可当他看到墨茗的时候,不由眼睑微微一动,多看了几眼,最后也是微微点头,算是招呼了。
萦如歌坐下,侍从正要下楼去让妈妈再叫几个姑娘上来,却是被萦如歌组织。
“粗人一个,不懂得疼惜你们中土女人,有酒就行。”侍从听了,也就不动了,可萦如歌却是眉头皱起,语气不悦,“你们中土人可真有意思,喝酒,吃点果子?肉呢?”
那个侍从无奈,只得跑下楼去,让人准备肉食。
萦如歌颇为粗鄙,朱谏男看着,眼睛微眯,显然有些看不惯这阿塞人。还是墨茗随和,让仲西侯介绍下这新来的朋友。
仲西侯嘿嘿笑了笑,拍了拍萦如歌的肩膀,一脸得意:“这位兄弟,莫说墨茗老弟你身在江湖,听过他的名字。纵然长耆兄忙于政务,当也略有耳闻。兄弟复姓令狐,名长空。”

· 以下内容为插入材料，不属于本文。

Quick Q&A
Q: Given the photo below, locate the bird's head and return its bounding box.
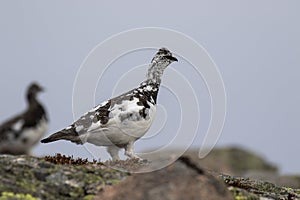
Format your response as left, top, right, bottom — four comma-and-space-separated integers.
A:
27, 83, 44, 98
151, 47, 178, 68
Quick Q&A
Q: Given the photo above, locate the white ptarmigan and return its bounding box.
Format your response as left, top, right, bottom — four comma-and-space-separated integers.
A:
41, 48, 178, 160
0, 83, 48, 155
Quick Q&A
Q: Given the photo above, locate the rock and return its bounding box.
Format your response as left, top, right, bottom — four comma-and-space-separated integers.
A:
96, 157, 233, 200
0, 155, 128, 199
220, 175, 300, 200
185, 147, 278, 176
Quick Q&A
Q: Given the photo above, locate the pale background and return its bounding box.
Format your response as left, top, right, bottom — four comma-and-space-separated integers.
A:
0, 0, 300, 173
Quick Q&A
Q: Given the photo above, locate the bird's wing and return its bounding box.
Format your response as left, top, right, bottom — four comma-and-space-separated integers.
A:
69, 86, 142, 135
0, 113, 24, 141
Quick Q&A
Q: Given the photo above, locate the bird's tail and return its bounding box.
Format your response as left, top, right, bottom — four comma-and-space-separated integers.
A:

“令狐长空。”朱谏男的眼睛快眯成一条线,他语气里头多少有些猜疑,“阁下,就是那个战名剑百柄的摧剑主,令狐长空?”
萦如歌看着朱谏男,嘿嘿笑了笑,还摆了摆手:“那些个人,不过插标卖首。仲西侯,这个词是不是这么用?”
对于萦如歌故作粗鄙,仲西侯看着实在别扭:“得了得了,你先喝酒,一会儿肉来了,你吃肉,别不懂意思,学人文雅。”
“西侯,你今夜邀这令狐兄弟与我等认识,是?”
朱谏男问了,仲西侯又是嘿嘿笑了笑:“近来金陵城不太平,我这位兄弟行事作风,大家也是有所耳闻。是故,今夜聚首,将话说清,避免误会。”

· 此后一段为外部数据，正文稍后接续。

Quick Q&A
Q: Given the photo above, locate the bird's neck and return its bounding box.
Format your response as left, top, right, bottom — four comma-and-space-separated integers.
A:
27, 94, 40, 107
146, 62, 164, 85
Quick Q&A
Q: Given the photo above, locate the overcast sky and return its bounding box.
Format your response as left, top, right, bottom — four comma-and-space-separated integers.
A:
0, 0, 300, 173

朱谏男点了点头,倒也大度:“无妨,既然已经解了禁刀令,那便是默许了江湖游侠们的比斗。只要场合公开,有人见证,签下生死状。我金陵城里头,自有人帮着善后。”
“长空,世子殿下这是应了你,还不敬酒。”
萦如歌被仲西侯拍了下,直接拿起一个酒壶就冲朱谏男推了推,随后咕咚咕咚喝了个干净。
当他看向朱谏男,不由眉头紧皱:“那个世子,你喝的,是果子水吧?”
“闭嘴吧你,你以为哪里的人都和你们阿塞人一般,成天打架喝酒,没个正经。”
仲西侯帮着萦如歌唱和,萦如歌也是点了点头,面露尴尬。他又端起了一壶酒,又是咕咚咕咚喝了个干净,随后冲朱谏男开口,态度也恭敬了几分:“我令狐长空只知道剑,是个莽货,世子勿怪。”
这时,朱谏男的脸色也好了几分,他抿了口果子水,看向窗外的秦淮夜色,也是不由感慨:“唉,可惜啊。老天爷让我投了个富贵好胎,却没让我有个好身骨。也不知,是福是祸。”

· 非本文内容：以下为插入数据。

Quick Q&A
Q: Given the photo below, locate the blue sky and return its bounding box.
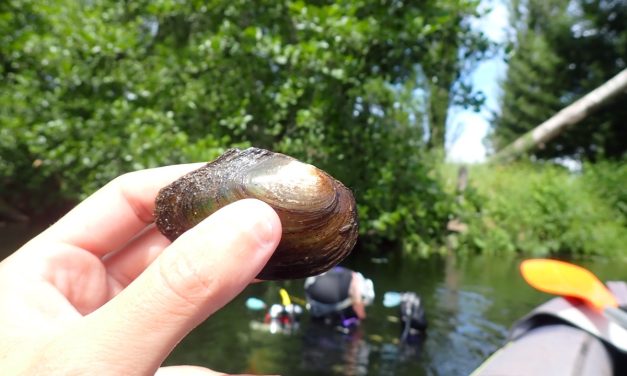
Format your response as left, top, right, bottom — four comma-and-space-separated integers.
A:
446, 0, 509, 163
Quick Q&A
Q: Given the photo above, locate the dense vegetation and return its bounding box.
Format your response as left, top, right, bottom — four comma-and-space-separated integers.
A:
448, 162, 627, 257
0, 0, 488, 253
0, 0, 626, 254
492, 0, 627, 160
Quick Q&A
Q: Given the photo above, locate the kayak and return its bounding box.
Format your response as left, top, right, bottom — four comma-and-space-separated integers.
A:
472, 282, 627, 376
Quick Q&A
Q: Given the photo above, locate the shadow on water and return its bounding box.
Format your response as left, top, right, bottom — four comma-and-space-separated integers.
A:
0, 222, 627, 376
167, 250, 560, 375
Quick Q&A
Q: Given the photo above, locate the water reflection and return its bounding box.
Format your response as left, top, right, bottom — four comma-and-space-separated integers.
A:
302, 322, 370, 375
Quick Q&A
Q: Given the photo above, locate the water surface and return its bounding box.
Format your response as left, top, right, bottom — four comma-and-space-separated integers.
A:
0, 224, 627, 375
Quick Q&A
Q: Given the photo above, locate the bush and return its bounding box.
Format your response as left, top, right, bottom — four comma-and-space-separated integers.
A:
448, 162, 627, 256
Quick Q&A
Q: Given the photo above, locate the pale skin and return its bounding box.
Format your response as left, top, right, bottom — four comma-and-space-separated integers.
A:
0, 164, 281, 376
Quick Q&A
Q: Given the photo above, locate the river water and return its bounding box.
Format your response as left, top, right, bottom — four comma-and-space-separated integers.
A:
0, 225, 627, 375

“都世子了,哪是一般富贵。不过做世子,也不自在。说个不好听的,随时都可能被人刺杀,还是寻常富家翁舒坦。有酒有肉,有娘们热炕头······”
萦如歌话没说完,仲西侯站起身,一巴掌拍在了萦如歌脑袋上。这一巴掌并未留情,萦如歌脑门直接磕在了桌子上。
那一声“咚”,已经磕出了回声。
“你他娘,不会说话,就闭嘴!”
仲西侯显然是怒了,萦如歌这下也安份了许多。只得冲着朱谏男抱拳,那带有刀疤的凶狠面皮上,竟也露出了憨笑。
可仲西侯心里头那个惬意,都说打弟弟要趁早。小师弟也是弟,没能参与他的童年,这会儿也算补上了。
而朱谏男看到这场景,却是呵呵一笑,随后慵懒躺在了左侧更靠窗的那个美人怀里:“无妨,令狐兄弟说的也不假。所以啊,我只敢呆在金陵城。或者是,就连外城都不敢去。虽然不像你等天下行走自在,可好死总不如赖活。”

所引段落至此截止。